When Joseph was told in a dream that his Mary was going to have a baby, he was told, “She will give birth to a son, and you are to give him the name Jesus, because he will save his people from their sins.” (Mt 1:21). Dealing with sins was clearly at the heart of the work of Jesus. Forgiveness of sins was emphasised through the ministry of John the Baptist as his father prophesied over him as a baby, “And you, my child, will be called a prophet of the Most High; for you will go on before the Lord to prepare the way for him, to give his people the knowledge of salvation through the forgiveness of their sins,” (Lk 1:76,77) Thus we find when he was grown up, “the word of God came to John son of Zechariah in the desert. He went into all the country around the Jordan, preaching a baptism of repentance for the forgiveness of sins.” (Lk 3:2,3)

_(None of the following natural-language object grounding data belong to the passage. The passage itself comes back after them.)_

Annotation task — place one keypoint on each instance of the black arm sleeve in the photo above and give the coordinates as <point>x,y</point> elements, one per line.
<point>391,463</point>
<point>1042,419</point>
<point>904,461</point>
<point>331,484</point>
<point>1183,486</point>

Now strangely it does not feature strongly in Jesus’ ministry; he is more concerned to emphasise the coming of the kingdom. When it came to the Cross he simply majored on what was to happen, not on why: “We are going up to Jerusalem, and the Son of Man will be betrayed to the chief priests and the teachers of the law. They will condemn him to death and will turn him over to the Gentiles to be mocked and flogged and crucified. On the third day he will be raised to life!” (Mt 20:18,19) it is only as he approached his death did he start to spell it out: “This is my blood of the covenant, which is poured out for many for the forgiveness of sins,” (Mt 26:28) and then after he was raised, on the road to Emmaus, we find, “Then he opened their minds so they could understand the Scriptures. He told them, “This is what is written: The Christ will suffer and rise from the dead on the third day, and repentance and forgiveness of sins will be preached in his name to all nations,” (Lk 24:45-47)
That was fulfilled as on the Day of Pentecost Peter preached, “Repent and be baptized, every one of you, in the name of Jesus Christ for the forgiveness of your sins.” (Acts 3:38) and then later, “God exalted him to his own right hand as Prince and Savior that he might give repentance and forgiveness of sins to Israel,” (Acts 5:31) and then to the first Gentile believers, “All the prophets testify about him that everyone who believes in him receives forgiveness of sins through his name.” (Acts 10:43)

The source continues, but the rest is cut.